Los icarianos han desaparecido. Ahora llegan los itaquianos, los que van a Ítaca. Nada de viajar a islas desconocidas, ni cruzar océanos, ni comprar tierras o colonizar lugares remotos. Simplemente, volver a casa después de un largo viaje. Feliz quien, como Ulises, ha hecho un viaje hermoso ("Heureux qui, comme Ulysse, a fait un beau voyage"). Este viaje es la vida, su vida, la de estos itaquianos que la viven con entrega y sacrificio personales, lo cual tiene un efecto movilizador tremendo.
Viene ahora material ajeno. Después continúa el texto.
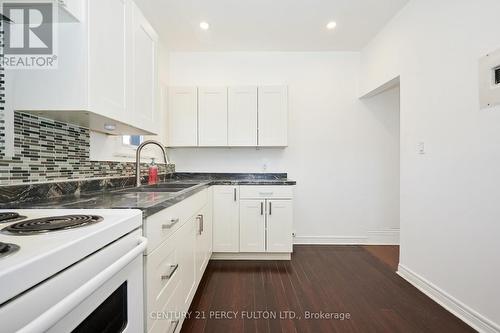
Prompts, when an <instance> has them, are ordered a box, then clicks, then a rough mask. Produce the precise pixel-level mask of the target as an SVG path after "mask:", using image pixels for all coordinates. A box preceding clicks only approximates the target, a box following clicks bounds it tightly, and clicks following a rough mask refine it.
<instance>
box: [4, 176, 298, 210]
mask: <svg viewBox="0 0 500 333" xmlns="http://www.w3.org/2000/svg"><path fill="white" fill-rule="evenodd" d="M162 184H193V186H192V187H188V188H186V189H185V190H182V191H179V192H163V191H162V190H161V189H158V188H156V187H155V186H152V187H147V186H143V187H142V188H140V191H141V192H135V189H134V188H133V187H125V188H121V189H114V190H104V191H91V192H88V193H86V192H81V193H80V192H77V193H74V194H70V195H64V196H60V197H56V198H50V199H35V200H24V201H16V202H9V203H2V204H0V208H2V209H32V208H53V209H57V208H59V209H100V208H116V209H141V210H142V211H143V215H144V217H147V216H151V215H153V214H155V213H157V212H159V211H161V210H163V209H166V208H168V207H170V206H173V205H175V204H176V203H178V202H180V201H182V200H184V199H186V198H188V197H190V196H192V195H193V194H196V193H198V192H200V191H202V190H204V189H205V188H207V187H209V186H212V185H295V184H296V182H295V181H292V180H289V179H287V178H286V174H201V173H197V174H187V173H182V174H180V173H179V174H173V175H172V176H170V178H169V179H168V180H166V181H165V182H164V183H162ZM148 188H152V190H151V191H148Z"/></svg>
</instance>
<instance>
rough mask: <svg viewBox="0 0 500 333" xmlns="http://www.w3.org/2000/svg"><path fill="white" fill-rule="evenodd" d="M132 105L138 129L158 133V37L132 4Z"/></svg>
mask: <svg viewBox="0 0 500 333" xmlns="http://www.w3.org/2000/svg"><path fill="white" fill-rule="evenodd" d="M133 8H134V10H133V22H134V23H133V38H134V39H133V45H132V48H133V52H132V62H133V65H132V71H133V73H132V75H133V80H132V83H133V89H132V94H130V95H131V96H133V106H134V110H136V112H135V117H136V119H137V121H138V123H139V124H140V126H141V127H148V126H151V127H152V129H153V130H154V131H155V132H159V124H158V121H159V118H160V117H159V116H160V115H159V112H157V110H158V109H159V107H160V105H159V99H158V97H159V90H158V89H159V88H158V73H157V47H158V35H157V34H156V32H155V31H154V29H153V28H152V26H151V25H150V24H149V22H148V21H147V20H146V18H145V17H144V15H143V14H142V13H141V11H140V10H139V8H138V7H137V5H135V4H133Z"/></svg>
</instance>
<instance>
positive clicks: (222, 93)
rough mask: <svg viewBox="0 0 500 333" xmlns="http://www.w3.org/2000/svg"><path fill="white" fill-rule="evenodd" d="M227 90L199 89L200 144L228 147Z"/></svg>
mask: <svg viewBox="0 0 500 333" xmlns="http://www.w3.org/2000/svg"><path fill="white" fill-rule="evenodd" d="M227 131H228V127H227V88H225V87H223V88H219V87H212V88H209V87H200V88H198V140H199V141H198V143H199V146H201V147H217V146H227Z"/></svg>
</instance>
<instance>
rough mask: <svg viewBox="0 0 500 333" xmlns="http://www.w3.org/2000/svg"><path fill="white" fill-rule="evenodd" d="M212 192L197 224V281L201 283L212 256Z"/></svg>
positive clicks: (198, 215)
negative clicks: (207, 266)
mask: <svg viewBox="0 0 500 333" xmlns="http://www.w3.org/2000/svg"><path fill="white" fill-rule="evenodd" d="M212 211H213V209H212V190H211V189H210V190H209V193H208V202H207V205H206V206H205V207H203V209H202V210H201V212H200V214H198V215H197V217H196V219H197V224H196V243H195V244H196V280H197V281H198V282H199V281H200V280H201V278H202V276H203V273H204V272H205V269H206V268H207V265H208V262H209V261H210V257H211V256H212Z"/></svg>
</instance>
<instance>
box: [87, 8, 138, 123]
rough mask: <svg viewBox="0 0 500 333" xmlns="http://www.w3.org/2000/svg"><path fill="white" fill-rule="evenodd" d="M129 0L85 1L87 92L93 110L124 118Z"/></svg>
mask: <svg viewBox="0 0 500 333" xmlns="http://www.w3.org/2000/svg"><path fill="white" fill-rule="evenodd" d="M131 8H132V7H131V1H130V0H109V1H88V15H87V20H88V40H89V49H88V56H89V59H88V68H89V73H88V77H89V82H88V95H89V104H90V108H91V110H92V111H94V112H97V113H99V114H102V115H105V116H109V117H111V118H114V119H119V120H122V119H125V120H126V121H128V120H129V119H128V117H127V103H126V98H127V97H126V95H127V84H126V74H125V73H126V71H127V50H128V49H129V48H128V40H129V39H128V36H129V35H130V34H131V31H130V26H131V25H130V24H129V22H130V14H131Z"/></svg>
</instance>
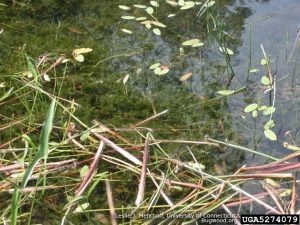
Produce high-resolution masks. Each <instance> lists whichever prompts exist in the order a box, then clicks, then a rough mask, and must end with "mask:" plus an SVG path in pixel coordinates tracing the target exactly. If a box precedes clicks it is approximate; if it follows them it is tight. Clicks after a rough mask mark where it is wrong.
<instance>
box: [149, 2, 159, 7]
mask: <svg viewBox="0 0 300 225" xmlns="http://www.w3.org/2000/svg"><path fill="white" fill-rule="evenodd" d="M150 5H152V6H154V7H159V4H158V2H157V1H150Z"/></svg>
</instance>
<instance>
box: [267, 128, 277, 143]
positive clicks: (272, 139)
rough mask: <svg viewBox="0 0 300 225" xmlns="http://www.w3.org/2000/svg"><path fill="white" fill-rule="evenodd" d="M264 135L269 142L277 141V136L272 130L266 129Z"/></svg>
mask: <svg viewBox="0 0 300 225" xmlns="http://www.w3.org/2000/svg"><path fill="white" fill-rule="evenodd" d="M264 133H265V136H266V138H268V139H270V140H271V141H276V140H277V136H276V134H275V133H274V132H273V131H272V130H269V129H267V130H265V131H264Z"/></svg>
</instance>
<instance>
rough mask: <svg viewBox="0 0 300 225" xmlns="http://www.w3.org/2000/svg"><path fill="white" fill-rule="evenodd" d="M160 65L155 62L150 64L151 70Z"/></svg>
mask: <svg viewBox="0 0 300 225" xmlns="http://www.w3.org/2000/svg"><path fill="white" fill-rule="evenodd" d="M159 66H160V63H154V64H152V65H151V66H150V68H149V69H150V70H154V69H156V68H157V67H159Z"/></svg>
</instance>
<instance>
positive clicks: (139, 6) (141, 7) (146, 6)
mask: <svg viewBox="0 0 300 225" xmlns="http://www.w3.org/2000/svg"><path fill="white" fill-rule="evenodd" d="M133 6H134V7H135V8H138V9H146V8H147V6H145V5H133Z"/></svg>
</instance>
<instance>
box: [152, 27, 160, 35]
mask: <svg viewBox="0 0 300 225" xmlns="http://www.w3.org/2000/svg"><path fill="white" fill-rule="evenodd" d="M153 33H154V34H156V35H158V36H160V35H161V32H160V29H158V28H154V29H153Z"/></svg>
Porque el aparato de propaganda nacional español podrá tachar a Puigdemont de cobarde, de rata que abandona el barco y hasta de Cipolino, según atestigua la ministra de Defensa, pero nada de esto empaña el hecho de que goza de un prestigio y consideración generalizados. Ambos se acrecientan con estos gestos de prescindir del devengo de cantidades que no le corresponden por cuanto considera ser el presidente legítimo de la Generalitat, no el expresidente. Eso se llama actitud de principios y en política no es nada habitual. Como tampoco lo es que unas personas estén dispuestas a ir a la cárcel por defender sus ideas.
Esa actitud de principios es la que emerge en esa curiosa cuestión del acatamiento que se ha convertido en el objeto de la disputa. Puigdemont debería acatar el 155 si quería cobrar la indemnización como expresidente; no acata y, en consecuencia, no cobra. Los otros no se juegan un devengo sino la cárcel y, si París bien vale una misa, la libertad bien vale un triduo, eppur' si mouve. Acatar lo que no cabe evitar es sentido común pero, si se pretende llevar el acatamiento a la zona de íntima de la conciencia, como hacen las inquisiciones y está haciéndose en este caso, el fracaso está asegurado. El acatamiento no es arrepentimiento, como sostienen los medios. Ignoran que el arrepentimiento no es una virtud, según establece Espinoza, porque no procede de la razón.
Ya se sabe que el camino a Ítaca es largo y está lleno de peligros y aventuras.